FREDONIA, Pa. — As a young boy, Tyler Zebrovious asked Santa for “more ropes” for Christmas. Now, at 16, not much has changed.
For Zebrovious, of Fredonia, Pennsylvania, the endless hours with a rope in-hand has paid off: The high school junior has qualified for the National High School Rodeo the last two years.
This year, he did so during the All American Quarter Horse Congress in October, winning multiple events including the youth dally team roping, youth breakaway roping; and placing second and third in youth calf roping on two different horses.
Tyler qualified four horses — Damrons Red Man, Graves Derby Pepper, Eye Twist Hard and Graves Bailey Pepper — for the national competition, which will be in Wyoming next July.
Tyler, a third generation roper and junior at Lakeview High School, is no stranger to success, as he was honored with both Ohio High School Rodeo Rookie of the Year and Cowboy of the Year in 2015.
Dave Zebrovious, Tyler’s father, also enjoys roping and has competed and won many events, learning from his own father who roped in Wild West shows across the country.

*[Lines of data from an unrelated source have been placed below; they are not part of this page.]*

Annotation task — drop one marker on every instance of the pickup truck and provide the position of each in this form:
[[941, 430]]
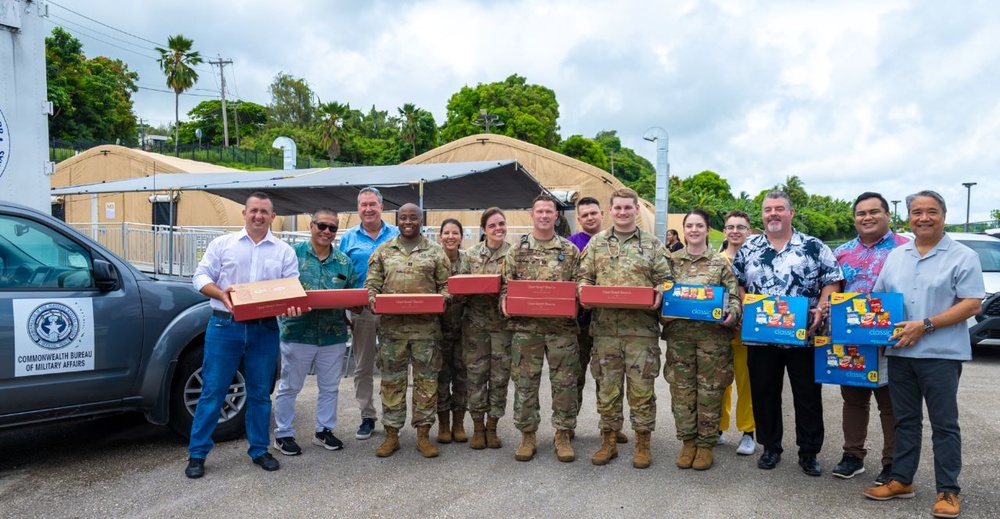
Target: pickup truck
[[83, 333]]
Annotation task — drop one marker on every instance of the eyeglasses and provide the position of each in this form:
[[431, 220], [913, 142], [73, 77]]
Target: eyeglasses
[[326, 226]]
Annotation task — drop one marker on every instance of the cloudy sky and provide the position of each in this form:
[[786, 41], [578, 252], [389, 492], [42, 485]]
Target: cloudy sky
[[891, 96]]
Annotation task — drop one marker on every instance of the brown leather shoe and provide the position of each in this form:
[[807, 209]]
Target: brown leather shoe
[[890, 490], [946, 505], [686, 458]]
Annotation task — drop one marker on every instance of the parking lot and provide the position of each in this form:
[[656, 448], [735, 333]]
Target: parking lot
[[123, 467]]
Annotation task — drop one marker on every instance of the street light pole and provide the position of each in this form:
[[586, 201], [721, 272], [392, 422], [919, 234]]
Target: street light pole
[[968, 201]]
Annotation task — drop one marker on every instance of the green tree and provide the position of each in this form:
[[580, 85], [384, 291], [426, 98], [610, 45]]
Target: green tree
[[528, 112], [585, 150], [92, 99], [178, 62], [207, 115], [292, 101]]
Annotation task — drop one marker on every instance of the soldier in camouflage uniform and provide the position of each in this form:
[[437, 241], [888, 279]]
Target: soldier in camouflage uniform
[[487, 339], [699, 364], [408, 264], [626, 342], [543, 255], [452, 377]]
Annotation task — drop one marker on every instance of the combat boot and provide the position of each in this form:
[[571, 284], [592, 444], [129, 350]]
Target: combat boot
[[458, 427], [424, 445], [642, 457], [390, 444], [564, 450], [686, 457], [478, 434], [702, 459], [527, 449], [608, 450], [492, 440]]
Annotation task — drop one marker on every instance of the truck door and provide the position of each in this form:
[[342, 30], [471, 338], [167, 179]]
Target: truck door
[[65, 345]]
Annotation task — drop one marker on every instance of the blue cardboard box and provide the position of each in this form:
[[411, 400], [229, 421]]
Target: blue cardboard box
[[775, 319], [849, 365], [697, 302], [864, 319]]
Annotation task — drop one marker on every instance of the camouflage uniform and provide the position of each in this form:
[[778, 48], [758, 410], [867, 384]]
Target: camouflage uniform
[[699, 362], [487, 339], [626, 342], [408, 338], [452, 379], [536, 339]]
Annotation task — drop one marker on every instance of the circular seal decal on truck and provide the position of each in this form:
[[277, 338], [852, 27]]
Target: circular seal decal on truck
[[53, 326]]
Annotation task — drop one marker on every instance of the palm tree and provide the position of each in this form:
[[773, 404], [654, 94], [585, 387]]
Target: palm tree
[[177, 62], [332, 130]]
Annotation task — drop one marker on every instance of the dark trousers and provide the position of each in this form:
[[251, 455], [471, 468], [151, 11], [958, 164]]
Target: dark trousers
[[911, 383], [766, 365], [857, 407]]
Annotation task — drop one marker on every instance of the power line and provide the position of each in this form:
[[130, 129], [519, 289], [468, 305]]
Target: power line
[[106, 25]]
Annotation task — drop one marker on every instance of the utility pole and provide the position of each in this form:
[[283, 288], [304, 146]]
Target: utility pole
[[225, 120]]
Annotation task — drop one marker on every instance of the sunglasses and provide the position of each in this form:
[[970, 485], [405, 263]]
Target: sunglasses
[[325, 226]]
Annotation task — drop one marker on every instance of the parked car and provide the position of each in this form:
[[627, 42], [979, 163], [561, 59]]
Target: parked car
[[984, 328], [83, 333]]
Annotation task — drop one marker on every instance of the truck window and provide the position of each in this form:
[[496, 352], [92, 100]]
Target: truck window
[[33, 256]]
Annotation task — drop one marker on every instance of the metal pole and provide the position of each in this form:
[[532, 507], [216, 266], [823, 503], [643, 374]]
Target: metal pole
[[968, 201], [659, 135]]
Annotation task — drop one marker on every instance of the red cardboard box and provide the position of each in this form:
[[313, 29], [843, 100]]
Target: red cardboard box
[[541, 307], [266, 298], [543, 289], [340, 298], [463, 284], [617, 297], [409, 304]]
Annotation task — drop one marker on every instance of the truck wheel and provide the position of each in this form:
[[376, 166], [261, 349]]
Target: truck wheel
[[186, 389]]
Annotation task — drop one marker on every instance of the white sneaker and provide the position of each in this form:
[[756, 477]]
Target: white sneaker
[[747, 445]]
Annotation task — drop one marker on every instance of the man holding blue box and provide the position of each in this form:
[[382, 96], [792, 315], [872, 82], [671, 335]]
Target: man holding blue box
[[942, 284], [861, 261], [784, 262]]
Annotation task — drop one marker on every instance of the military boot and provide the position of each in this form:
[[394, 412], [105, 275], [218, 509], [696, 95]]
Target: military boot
[[702, 459], [478, 434], [642, 457], [492, 440], [458, 427], [390, 444], [444, 427], [686, 458], [608, 450], [424, 445], [564, 450], [527, 449]]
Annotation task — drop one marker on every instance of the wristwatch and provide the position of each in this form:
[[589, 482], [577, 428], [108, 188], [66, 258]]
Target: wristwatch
[[928, 325]]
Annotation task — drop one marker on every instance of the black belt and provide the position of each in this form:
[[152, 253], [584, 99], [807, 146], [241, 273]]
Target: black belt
[[222, 314]]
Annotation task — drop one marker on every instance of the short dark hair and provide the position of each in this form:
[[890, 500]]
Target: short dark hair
[[452, 221], [868, 195]]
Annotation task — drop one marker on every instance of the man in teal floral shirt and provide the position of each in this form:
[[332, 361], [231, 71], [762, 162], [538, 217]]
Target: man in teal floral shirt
[[318, 336]]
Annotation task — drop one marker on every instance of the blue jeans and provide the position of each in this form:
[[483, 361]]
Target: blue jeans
[[227, 342]]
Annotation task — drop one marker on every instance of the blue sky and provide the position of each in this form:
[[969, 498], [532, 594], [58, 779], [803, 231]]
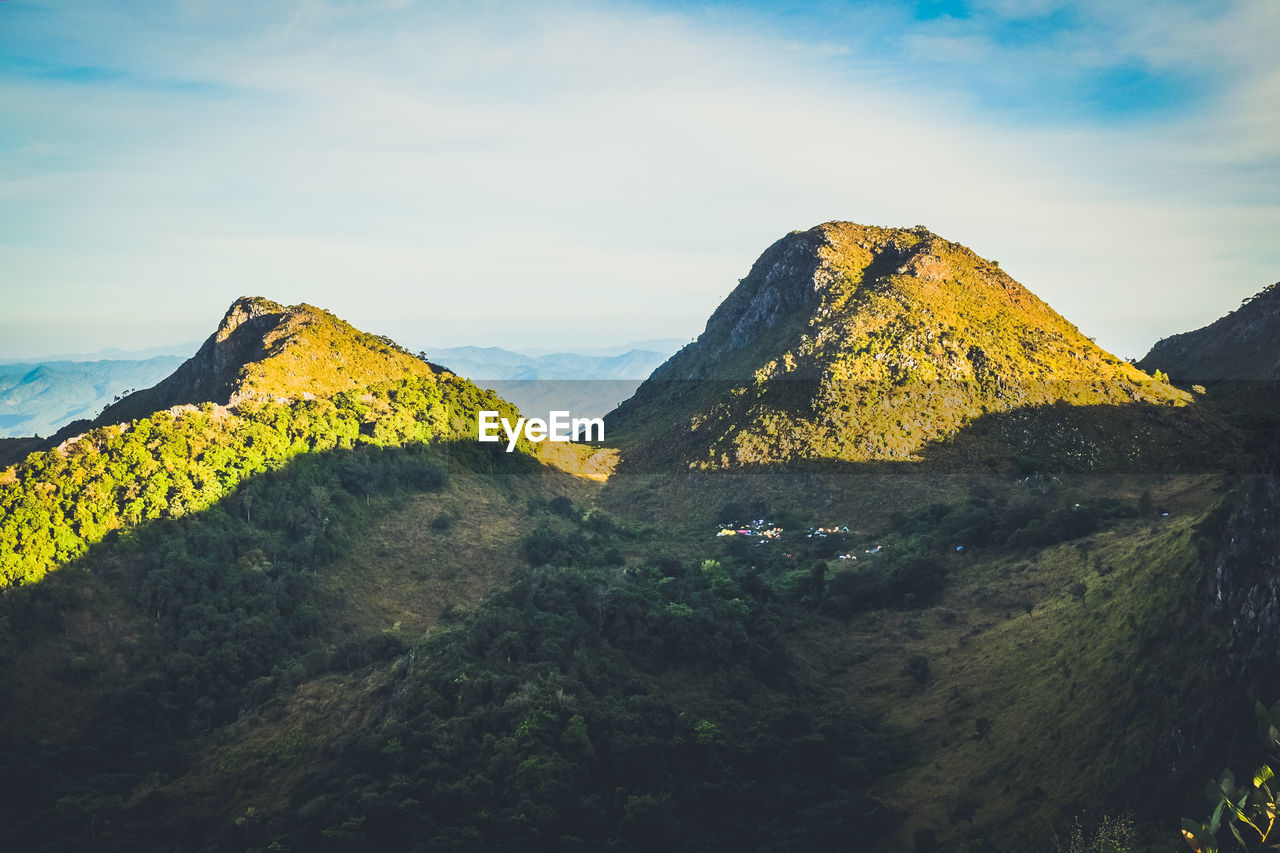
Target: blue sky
[[572, 174]]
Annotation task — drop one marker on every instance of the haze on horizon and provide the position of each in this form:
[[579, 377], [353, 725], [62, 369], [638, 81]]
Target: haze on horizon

“I grew up around roping,” Dave said. “As a child, I thought everybody did it. I learned so much from the experiences of those around me.”
Dave and Tyler have also won roping competitions together.
“I love to compete,” said Dave. “But my focus right now is on Tyler, getting him to competitions and helping him succeed.”
He says the sport teaches responsibility, ownership and discipline.
“Success doesn’t fall out of a tree, you have to work for it. Rodeo puts you in pressure situations, helping youth to think and act on their feet,” Dave said.
Tyler has had a rope in his hand since he was 3 or 4 years old, recalls Dave.
The teen has won four saddles, more than 50 belt buckles and many ribbons and trophies over the years. It seems to come natural to Tyler, but it is all about the offseason, he said.
In the offseason, during the winter, Tyler practices every night in between school and wrestling practice and matches.
He enjoys being out in the barn and keeping his skills sharp, and practices on dummy animals and live calves, steers and goats. He admits that, if allowed during the summer, he would practice all day.
“It is addicting. I love it.”
“Tie-down roping is my favorite,” Tyler said. “It is just you and your horse, you don’t have to worry about anyone else.”
The Ohio High School Rodeo Association is more than rodeo competitions, there is leadership training through activities and roles within the association. The association also offers scholarships and serves as a link to university rodeo recruiters, Tyler said.
Tyler has taken on a leadership role in OHSRA as well, as a student event director for steer wrestling. Although Pennsylvania does have a high school rodeo association, most of the events are on the eastern side of the state, making his involvement in Ohio’s group more convenient.
As Tyler’s awards add up, so do the expenses.
“A good horse is normally $10,000 or more, calving ropes are $40 a piece and Tyler goes through 10 to 15 a month. They just get worn and once they get past a certain point, they don’t allow you to perform at your peak,” Dave said.
Dave Zebrovious buys young stock and trains them, and can recognize after a few months, if they will be competition material or not. “You need a horse with a good work ethic, with a good mental discipline.”
All of the horses Tyler competes on are registered Quarter horses, which he thinks have the most sound mental ability and discipline.
At the Zebrovious family ranch, Circle Z Bar Ranch, they teach roping, riding and a lot of safety to all ages.
“It is important to have the right saddle and proper equipment,” Dave said. “It’s like playing tennis in heels — you have to have the right equipment sized for each horse so it doesn’t hurt them or you.”
At the ranch they have anywhere from six to 12 calves, 25-30 steers and 20 horses at all times to use in practicing and training.
“While training kids, it is important to have the right cattle — safety is important. We use protective head gear on the cattle when we train to reduce injuries,” Dave said.
With indoor and outdoor arenas at the ranch, they teach lessons year-round and help youth and adults get involved in roping. A low cost way to get started is goat roping, which is also a lot of fun, said Dave.
He started the United States Goat Roping Association nearly a decade ago.
“The top cowboys travel with goats to keep sharp,” Dave said. “Goat roping is great practice, and being all on foot, it gets others interested in the sport.”
The Zebrovious family travels across the country to compete in roping events, and many times, Tyler has to bring his school work with him so he doesn’t fall behind.
He keeps focused on getting better each day so he can move on in the sport. Tyler knows the next step is to join a university rodeo team, but he is not sure where he wants to go yet, and he is still undecided on a major.
He will get back to competing in the spring, but the winter offseason means more training, so he ropes a dummy steer, over and over, before heading to wrestling practice.